The table below reconciles EBITDA to net income, its most directly comparable financial measure calculated and presented in accordance with GAAP, for the three months ended March 31, 2015.
|Three Months Ended March 31|
|Interest expense – related party||0.1||0.1|
|Income tax expense||0.1||0.4|
|Net Income Margin||2%||29%|
Conference Call with Management
The Partnership will hold a conference call today, May 11, 2015, at 12:00pm EDT, during which the Partnership’s senior management will review the Partnership’s financial results for the first quarter ended March 31, 2015 and provide an update on corporate developments. Callers may listen to the live presentation, which will be followed by a question and answer segment, by dialing (866) 902-4572 and entering the conference code 40189997. A replay of the conference call will be made available until June 11, 2015 and the replay can be accessed by dialing (855) 859-2056 or (404) 537-3406 and entering the same conference code 40189997.
About OCI Partners LP
OCI Partners LP (NYSE: OCIP) owns and operates an integrated methanol and ammonia production facility that is strategically located on the Texas Gulf Coast near Beaumont. The Partnership is headquartered in Nederland, Texas and currently has a methanol production design capacity of 912,500 metric tons per year and an ammonia production design capacity of 331,000 metric tons per year.
Notice to Foreign Investors
This release is intended to be a qualified notice to nominees as provided for under Treasury Regulation Section 1.1446-4(b)(4) and (d). Please note that 100% of the Partnership’s distributions to foreign investors are attributable to income that is effectively connected with a United States trade or business. Accordingly, all of the Partnership’s distributions to foreign investors are subject to federal income tax withholding at the highest applicable effective tax rate. Nominees, and not the Partnership, are treated as the withholding agents responsible for withholding on the distributions received by them on behalf of foreign investors.

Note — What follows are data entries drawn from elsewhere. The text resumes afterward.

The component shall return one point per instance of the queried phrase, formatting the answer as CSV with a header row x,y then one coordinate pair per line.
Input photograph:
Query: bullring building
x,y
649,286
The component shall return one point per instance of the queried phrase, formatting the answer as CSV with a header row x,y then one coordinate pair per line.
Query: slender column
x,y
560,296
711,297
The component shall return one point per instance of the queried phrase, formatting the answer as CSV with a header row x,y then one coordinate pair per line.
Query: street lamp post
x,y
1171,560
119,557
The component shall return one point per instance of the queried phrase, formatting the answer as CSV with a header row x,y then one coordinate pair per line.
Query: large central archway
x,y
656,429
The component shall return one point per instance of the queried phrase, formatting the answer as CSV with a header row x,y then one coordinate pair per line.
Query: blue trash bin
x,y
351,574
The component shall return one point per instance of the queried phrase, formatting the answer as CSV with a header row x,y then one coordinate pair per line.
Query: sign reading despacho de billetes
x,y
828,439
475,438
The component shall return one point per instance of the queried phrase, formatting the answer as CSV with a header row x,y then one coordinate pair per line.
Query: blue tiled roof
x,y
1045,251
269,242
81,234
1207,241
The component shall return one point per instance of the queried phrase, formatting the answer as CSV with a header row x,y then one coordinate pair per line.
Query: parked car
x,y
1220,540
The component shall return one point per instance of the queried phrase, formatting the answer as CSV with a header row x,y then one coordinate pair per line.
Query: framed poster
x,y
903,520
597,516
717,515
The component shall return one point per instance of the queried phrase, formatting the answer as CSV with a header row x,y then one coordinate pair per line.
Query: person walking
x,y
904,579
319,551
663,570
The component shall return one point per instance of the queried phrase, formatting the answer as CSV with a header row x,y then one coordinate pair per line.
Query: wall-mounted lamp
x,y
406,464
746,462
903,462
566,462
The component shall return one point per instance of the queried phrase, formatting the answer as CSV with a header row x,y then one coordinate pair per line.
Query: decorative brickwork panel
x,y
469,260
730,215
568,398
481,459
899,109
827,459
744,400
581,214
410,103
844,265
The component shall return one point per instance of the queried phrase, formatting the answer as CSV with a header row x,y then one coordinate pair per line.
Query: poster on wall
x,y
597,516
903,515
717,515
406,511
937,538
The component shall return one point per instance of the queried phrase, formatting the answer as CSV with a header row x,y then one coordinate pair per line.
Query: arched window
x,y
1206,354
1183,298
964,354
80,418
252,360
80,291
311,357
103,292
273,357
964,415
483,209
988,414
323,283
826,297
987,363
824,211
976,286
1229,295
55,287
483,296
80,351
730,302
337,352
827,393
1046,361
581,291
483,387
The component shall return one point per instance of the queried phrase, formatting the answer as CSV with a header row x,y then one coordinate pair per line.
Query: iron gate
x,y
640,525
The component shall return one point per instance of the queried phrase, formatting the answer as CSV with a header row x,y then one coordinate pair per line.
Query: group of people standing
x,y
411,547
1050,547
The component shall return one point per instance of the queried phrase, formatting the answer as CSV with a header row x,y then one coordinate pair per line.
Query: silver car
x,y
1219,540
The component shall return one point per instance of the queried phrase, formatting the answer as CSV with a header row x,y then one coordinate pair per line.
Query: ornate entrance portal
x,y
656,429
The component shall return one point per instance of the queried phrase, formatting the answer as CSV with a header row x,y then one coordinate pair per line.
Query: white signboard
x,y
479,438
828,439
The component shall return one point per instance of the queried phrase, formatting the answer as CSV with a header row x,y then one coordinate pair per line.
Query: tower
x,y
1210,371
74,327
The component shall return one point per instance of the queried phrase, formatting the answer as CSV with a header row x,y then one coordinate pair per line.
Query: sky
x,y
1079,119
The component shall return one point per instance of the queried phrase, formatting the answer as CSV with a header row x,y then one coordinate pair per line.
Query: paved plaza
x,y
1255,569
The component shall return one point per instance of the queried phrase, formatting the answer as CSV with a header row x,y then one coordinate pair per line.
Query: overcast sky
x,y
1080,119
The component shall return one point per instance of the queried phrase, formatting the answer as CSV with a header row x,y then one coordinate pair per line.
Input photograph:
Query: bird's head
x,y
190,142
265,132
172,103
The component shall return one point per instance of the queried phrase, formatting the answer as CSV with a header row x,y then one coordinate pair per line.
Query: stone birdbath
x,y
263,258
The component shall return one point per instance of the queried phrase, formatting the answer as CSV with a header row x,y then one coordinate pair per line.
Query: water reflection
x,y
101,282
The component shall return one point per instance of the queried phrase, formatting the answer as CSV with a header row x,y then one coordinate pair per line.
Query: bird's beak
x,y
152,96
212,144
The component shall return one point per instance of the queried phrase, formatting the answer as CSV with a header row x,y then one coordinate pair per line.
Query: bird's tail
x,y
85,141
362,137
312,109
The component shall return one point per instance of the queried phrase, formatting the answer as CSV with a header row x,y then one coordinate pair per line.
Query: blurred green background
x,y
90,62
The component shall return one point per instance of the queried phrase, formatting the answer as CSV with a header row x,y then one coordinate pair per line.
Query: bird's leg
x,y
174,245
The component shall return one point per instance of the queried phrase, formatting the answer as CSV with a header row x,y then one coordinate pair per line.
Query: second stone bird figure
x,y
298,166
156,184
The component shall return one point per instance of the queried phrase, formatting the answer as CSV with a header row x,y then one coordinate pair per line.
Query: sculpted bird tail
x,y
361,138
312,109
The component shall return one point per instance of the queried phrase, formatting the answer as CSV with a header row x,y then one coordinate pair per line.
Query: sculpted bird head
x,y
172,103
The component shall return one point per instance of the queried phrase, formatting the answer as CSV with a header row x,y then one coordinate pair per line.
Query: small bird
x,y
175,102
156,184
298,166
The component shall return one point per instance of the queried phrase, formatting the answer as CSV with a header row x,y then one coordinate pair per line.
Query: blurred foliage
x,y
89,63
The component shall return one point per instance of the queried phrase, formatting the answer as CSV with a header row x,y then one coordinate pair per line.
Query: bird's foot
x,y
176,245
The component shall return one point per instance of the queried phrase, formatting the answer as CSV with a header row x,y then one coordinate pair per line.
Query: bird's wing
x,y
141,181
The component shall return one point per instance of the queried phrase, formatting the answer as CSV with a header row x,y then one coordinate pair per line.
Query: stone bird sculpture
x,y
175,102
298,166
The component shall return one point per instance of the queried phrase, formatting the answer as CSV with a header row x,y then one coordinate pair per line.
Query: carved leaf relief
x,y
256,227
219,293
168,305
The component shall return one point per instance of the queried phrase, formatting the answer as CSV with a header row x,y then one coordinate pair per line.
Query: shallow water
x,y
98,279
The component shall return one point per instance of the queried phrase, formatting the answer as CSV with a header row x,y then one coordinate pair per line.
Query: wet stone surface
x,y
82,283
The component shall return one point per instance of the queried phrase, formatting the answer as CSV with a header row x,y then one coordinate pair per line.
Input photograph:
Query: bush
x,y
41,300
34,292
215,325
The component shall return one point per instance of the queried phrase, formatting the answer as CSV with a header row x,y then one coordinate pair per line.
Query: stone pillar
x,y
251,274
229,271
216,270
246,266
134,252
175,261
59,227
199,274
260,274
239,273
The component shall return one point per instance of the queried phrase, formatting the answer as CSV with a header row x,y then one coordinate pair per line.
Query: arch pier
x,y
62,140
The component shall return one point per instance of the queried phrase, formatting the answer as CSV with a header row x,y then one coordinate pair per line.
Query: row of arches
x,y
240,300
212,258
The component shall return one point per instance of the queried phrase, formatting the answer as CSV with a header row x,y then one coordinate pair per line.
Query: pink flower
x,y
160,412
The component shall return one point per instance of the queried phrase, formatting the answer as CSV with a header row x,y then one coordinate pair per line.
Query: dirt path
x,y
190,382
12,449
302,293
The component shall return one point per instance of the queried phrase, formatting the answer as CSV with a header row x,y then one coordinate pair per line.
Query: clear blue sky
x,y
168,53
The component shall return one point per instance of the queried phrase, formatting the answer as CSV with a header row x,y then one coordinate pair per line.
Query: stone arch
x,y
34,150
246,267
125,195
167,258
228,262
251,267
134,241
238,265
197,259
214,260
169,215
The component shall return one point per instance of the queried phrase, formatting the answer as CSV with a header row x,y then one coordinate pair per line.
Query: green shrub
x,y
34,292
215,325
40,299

This press release contains forward-looking statements. Statements that are predictive in nature, that depend upon or refer to future events or conditions or that include the words “believe,” “expect,” “anticipate,” “intend,” “estimate” and other expressions that are predictions of or indicate future events and trends and that do not relate to historical matters identify forward-looking statements. These forward-looking statements involve certain risks and uncertainties, including, among others, the following: our business plans may change as the methanol and ammonia industry and markets warrant; the demand and sales prices for methanol, ammonia and their derivatives may decrease due to market, governmental and other factors; we may be unable to obtain economically priced natural gas and other feedstocks; we may be unable to successfully implement our business strategies, including the completion of significant capital programs such as our debottlenecking project; the occurrence of shutdowns (either temporary or permanent) or restarts of existing methanol and ammonia facilities (including our own facility); the timing and length of planned and unplanned downtime; and the occurrence of operating hazards from accidents, fire, severe weather, floods or other natural disasters For more information concerning factors that could cause actual results to differ materially from those conveyed in the forward-looking statements, please refer to the “Risk Factors” section of the Partnership’s Annual Report on Form 10-K for the year ended December 31, 2014. The Partnership undertakes no obligation to publicly update or revise any forward-looking statement, whether as a result of new information, future events, changed circumstances or otherwise, unless required by law.